The authors produce zero evidence that unions improve returns for investors.
The second worrisome change is that Biden makes ESG funds eligible to be the “default” fund when a worker doesn’t choose a fund. The Trump administration banned that. Biden’s rule will push more workers unwittingly into these funds.
Biden’s doing an end run around democracy, trying to change corporate America without having to pass laws in Congress. Companies need investment capital. The more 401(k) money is controlled by ESG funds, the more pressure can be put on companies to adopt the ESG agenda — climate change, diversity and unionization — whether they like it or not. Biden’s buddies on Wall Street will do the financial arm twisting.

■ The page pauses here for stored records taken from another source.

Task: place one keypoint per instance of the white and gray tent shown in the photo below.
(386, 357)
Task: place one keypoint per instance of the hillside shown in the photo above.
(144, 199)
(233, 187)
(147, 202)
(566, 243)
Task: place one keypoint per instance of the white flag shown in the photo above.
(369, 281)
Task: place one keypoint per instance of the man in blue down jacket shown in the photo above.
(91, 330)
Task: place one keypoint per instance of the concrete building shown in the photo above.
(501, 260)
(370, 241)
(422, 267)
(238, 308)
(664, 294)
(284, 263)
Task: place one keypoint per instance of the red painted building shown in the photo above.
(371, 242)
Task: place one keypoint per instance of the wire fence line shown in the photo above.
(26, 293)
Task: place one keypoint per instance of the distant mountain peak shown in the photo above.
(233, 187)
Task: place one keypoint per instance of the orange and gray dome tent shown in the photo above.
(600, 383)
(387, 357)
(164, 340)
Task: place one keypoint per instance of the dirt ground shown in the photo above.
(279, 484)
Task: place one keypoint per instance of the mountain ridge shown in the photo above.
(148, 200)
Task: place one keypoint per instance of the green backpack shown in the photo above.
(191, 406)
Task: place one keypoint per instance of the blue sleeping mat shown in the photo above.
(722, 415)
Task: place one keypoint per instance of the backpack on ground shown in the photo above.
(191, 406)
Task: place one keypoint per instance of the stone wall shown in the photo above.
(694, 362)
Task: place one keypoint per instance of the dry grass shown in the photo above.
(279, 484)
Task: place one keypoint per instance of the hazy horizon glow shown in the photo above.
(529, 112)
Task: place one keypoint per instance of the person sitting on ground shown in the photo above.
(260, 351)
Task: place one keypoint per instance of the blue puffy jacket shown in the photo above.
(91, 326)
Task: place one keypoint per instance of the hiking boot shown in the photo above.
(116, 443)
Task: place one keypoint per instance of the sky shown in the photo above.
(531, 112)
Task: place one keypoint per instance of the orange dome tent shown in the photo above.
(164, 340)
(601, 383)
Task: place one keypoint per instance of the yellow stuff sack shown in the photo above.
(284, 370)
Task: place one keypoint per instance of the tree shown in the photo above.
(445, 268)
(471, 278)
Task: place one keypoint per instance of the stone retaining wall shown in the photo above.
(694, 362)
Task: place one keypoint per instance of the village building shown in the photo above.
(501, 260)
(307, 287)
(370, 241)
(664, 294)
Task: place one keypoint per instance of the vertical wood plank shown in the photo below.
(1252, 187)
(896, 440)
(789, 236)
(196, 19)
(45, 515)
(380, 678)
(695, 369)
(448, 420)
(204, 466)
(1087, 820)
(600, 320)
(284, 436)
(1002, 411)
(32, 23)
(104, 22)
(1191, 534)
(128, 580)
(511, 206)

Biden’s new rule eventually will be challenged in court, and probably struck down. The Labor Department characterizes it as a mere clarification of the 1974 law enacted by Congress — the Employee Retirement Income Security Act — that requires 401(k) retirement plan sponsors to act “solely in the interest” of savers. In truth, the new rule reverses ERISA. The Labor Department is trying to do what only Congress has the power to do.
In the meantime, employees should avoid getting stuck in an ESG plan unless they’re willing to sacrifice their retirement to advance a left-wing political agenda.
Betsy McCaughey is a former lieutenant governor of New York and chairman of the Committee to Reduce Infection Deaths.